Alla scuola di “Recovery…”

Miglioramenti significativi della vita economica e sociale dei un Paese possono determinarsi solo attraverso investimenti nelle Riforme istituzionali e nelle infrastrutture fisiche e virtuali, i cui effetti positivi sono riscontrabili sul lungo termine

Antonio Dentato   

Componente Sezione Pensionati Assidifer - Federmanager
Che non sia freddo e spietato, in cui il forte depreda il debole; che sia il luogo dove non aggrediamo più chi non conosciamo. Un mondo migliore. È la speranza per il domani dei nostri figli e nipoti.  È la promessa che possiamo fare alle prossime generazioni. 
Sono questi i sentimenti e le riflessioni che ti sollecita la lettura di “Una terra promessa”, il libro di Barack Obama, pubblicato in lingua italiana da Garzanti Ed, 2020. (Titolo originale: “A Promised Land”). 

La crisi degli anni trenta. L’autore ci racconta che, appena in insediatosi alla Casa Bianca, il 20 gennaio 2009, come 44mo Presidente Usa si trovò a gestire la crisi più scottante sul piano economico e finanziario, dopo quella, altrettanto grave, che, negli anni trenta del secolo scorso, aveva colpito l’America. Una crisi che culminò, come è noto, nel c.d. “Black Tuesday” (29 ottobre 1929); fu determinata da operazioni bancarie che avevano favorito scelte azzardose e comportamenti illeciti. Si era allargata con velocità e modalità paragonabili alla diffusione di un “virus”, con devastanti intrecci ed eventi che l’Europa, e poi il mondo, furono costretti a patire: la salita al potere del nazismo, la saldatura col fascismo e la svolta bellica, le deportazioni, le colonizzazioni, la guerra civile spagnola, ecc. Al culmine della “Grande Depressione”, l’allora Presidente USA, Franklin Delano Roosevelt (1933-1945), nel discorso d’insediamento alla Casa Bianca (4 marzo 1933), metteva sotto accusa le attività dei banchieri privi di scrupoli. Dette il via a l’“Emergency Banking Act” e seguenti, al “National Industrial Recovery Act” per il rilancio industriale. Nel complesso: una nuova arte del governare. Lo Stato entrava nell'economia, operando come meccanismo regolatore, e anche per scongiurare frequenti tensioni sociali. Un vasto programma politico innovativo noto come New Deal. 

La lezione del New Deal. Analizza e valuta le soluzioni date alla crisi degli anni ’30, Obama, quando deve decidere quali misure adottare per fronteggiare la crisi dei mutui immobiliari (c.d. crisi delle “subprime”) scoppiata nel 2008. Un enorme mercato che, come “un castello di carte [aspettava] solo di crollare”. Il sistema finanziario stava trascinando a fondo l’economia americana, con ripercussioni disastrose nel mondo intero.
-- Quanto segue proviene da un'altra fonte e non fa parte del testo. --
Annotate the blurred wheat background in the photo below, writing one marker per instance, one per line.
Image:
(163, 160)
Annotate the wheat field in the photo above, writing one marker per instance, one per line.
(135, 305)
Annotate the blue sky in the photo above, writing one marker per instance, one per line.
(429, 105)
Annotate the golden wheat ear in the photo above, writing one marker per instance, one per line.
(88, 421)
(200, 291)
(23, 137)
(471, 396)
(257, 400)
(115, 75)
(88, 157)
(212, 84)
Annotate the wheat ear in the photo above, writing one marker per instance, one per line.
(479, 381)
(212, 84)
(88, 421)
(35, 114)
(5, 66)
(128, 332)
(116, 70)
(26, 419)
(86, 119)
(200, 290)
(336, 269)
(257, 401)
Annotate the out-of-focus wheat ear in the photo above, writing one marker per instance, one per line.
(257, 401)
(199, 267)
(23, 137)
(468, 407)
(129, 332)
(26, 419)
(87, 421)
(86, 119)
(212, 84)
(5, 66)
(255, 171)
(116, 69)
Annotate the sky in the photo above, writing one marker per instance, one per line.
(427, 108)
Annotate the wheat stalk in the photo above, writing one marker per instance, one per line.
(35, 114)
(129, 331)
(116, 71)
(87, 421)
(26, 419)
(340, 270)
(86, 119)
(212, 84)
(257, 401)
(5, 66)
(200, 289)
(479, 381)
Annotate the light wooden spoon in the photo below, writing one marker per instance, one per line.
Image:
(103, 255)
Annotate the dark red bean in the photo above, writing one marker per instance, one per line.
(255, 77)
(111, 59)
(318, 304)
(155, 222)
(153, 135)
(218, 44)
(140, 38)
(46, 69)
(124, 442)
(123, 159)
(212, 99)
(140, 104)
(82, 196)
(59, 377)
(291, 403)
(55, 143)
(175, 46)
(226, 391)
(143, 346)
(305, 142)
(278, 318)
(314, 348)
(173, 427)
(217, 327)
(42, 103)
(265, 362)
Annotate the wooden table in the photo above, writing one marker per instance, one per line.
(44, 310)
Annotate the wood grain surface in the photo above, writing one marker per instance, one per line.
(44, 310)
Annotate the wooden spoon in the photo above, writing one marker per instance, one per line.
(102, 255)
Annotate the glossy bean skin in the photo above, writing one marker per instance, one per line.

Spiega, pertanto, che senza “un intervento rapido e aggressivo da parte del governo federale, le probabilità di una seconda Grande depressione erano circa una su tre”
Prende in esame gli effetti del New Deal del Presidente F.D. Roosevelt: avevano avuto “il merito di impedire che le cose prendessero una piega tragica”. Col suo staff Obama apprende la lezione. L’idea di Roosevelt “era quella di pompare liquidità nell’economia fino a quando gli ingranaggi non ricominciavano a girare”. Con questo spirito vara l’”American Recovery and Reinvestment Act” (abbrev. “Recovery Act”, risorse per 800 miliardi di dollari). E, con altre misure (es. Riforma sanitaria), avvia un corposo programma economico e sociale inteso a fronteggiare la crisi. Risponde così anche alle promesse fatte durante le primarie e la campagna elettorale; coglie anche l’aspirazione e le esigenze di molti popoli del Mondo. Come strumento utile a fronteggiare la crisi delle “subprime” ormai divenuta globale, suggerisce anche agli altri Paesi di adottare politiche affini a quelle del “Recovery Act”. Il suggerimento voleva essere anche l’occasione per stringere collaborazioni multilaterali e trovare insieme soluzioni a problemi planetari: ambiente, pace, diritti fondamentali dei popoli e dei singoli.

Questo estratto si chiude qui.